Aegopodium, a member of the parsley family (umbelliferae) native to southern Europe and Asia, was introduced into Britain and France by the Romans as an herb to use in cooking. A tea made from it was used to treat insect bites and stings, as well as minor burns and scratches. In early mediaeval times, St. Gerard, bishop of Toul in France, is said to have used aegopodium to treat gout, thus giving it its two best-known common names. Soon, however, it escaped the herb garden and naturalized throughout the countryside, crowding out native plants. It was brought to the temperate parts of the Americas and Australia by European colonists as a medicinal and pot herb and also as an ornamental, but it soon out grew its allotted space and escaping over the garden wall spread along river banks, took over wastelands and the lands at the edge of forests once again over growing and killing native plants. Here and in Australia it has no natural enemies to keep it in check.
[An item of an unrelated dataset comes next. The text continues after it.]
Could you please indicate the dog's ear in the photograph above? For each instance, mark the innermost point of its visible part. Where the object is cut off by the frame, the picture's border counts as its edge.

By the by, herb gerard, jumpabout, goat's foot, dog elder, farmer's plague, ground ash and English masterwort are a few of the more than 20 common names for aegopodium podagraria.
"Our town was peaceful and quiet before it arrived on the scene. Now goutweed that spreads like a riot is disturbin' the suburban routine . . ." and no wonder, as it spreads with disturbing speed by underground stems called stolons (from the Latin word for runners) that can penetrate even heavy clay. American horticulturist Lynne Bittner got her goutweed as a tiny stowaway in a root of bee balm (monarda/bergamot) she brought home from a plant exchange. She is still battling this aggressive spreader on her suburban property, calling it the scourge of the garden.
Some gardeners plant the variegatum cultivar because its attractive foliage brightens up full shade areas and it will quickly cover a place such as a bank where nothing else will grow. It is also planted between the foundation of a house and a bordering solid walkway or in concrete or thick vinyl containers partly sunk into the ground. Over the years walkways and containers in our climate tend to crack, split or crumble and goutweed is always probing its boundaries and "won't ever be nice as can be."
Once established this intruder is extremely difficult, if not impossible to get rid of. Gardeners who attempt to pull or dig it out will tell you that the tiniest piece of stolon or root left in the ground will soon sprout. I know this from bitter experience with a planting of goutweed. I foolishly made this mistake in my former Nobleton area garden. Desperate Lynne Bittner says the idea of bulldozing her entire garden crossed her mind more than once.
We certainly need to think twice before planting this "naughty perennial, for sale in garden centres as a 'no care' ground cover, on our shady lanes and getting the whole neighbourhood in a whirl." (Apologies to the Ames Brothers and The Naughty Lady of Shady Lane).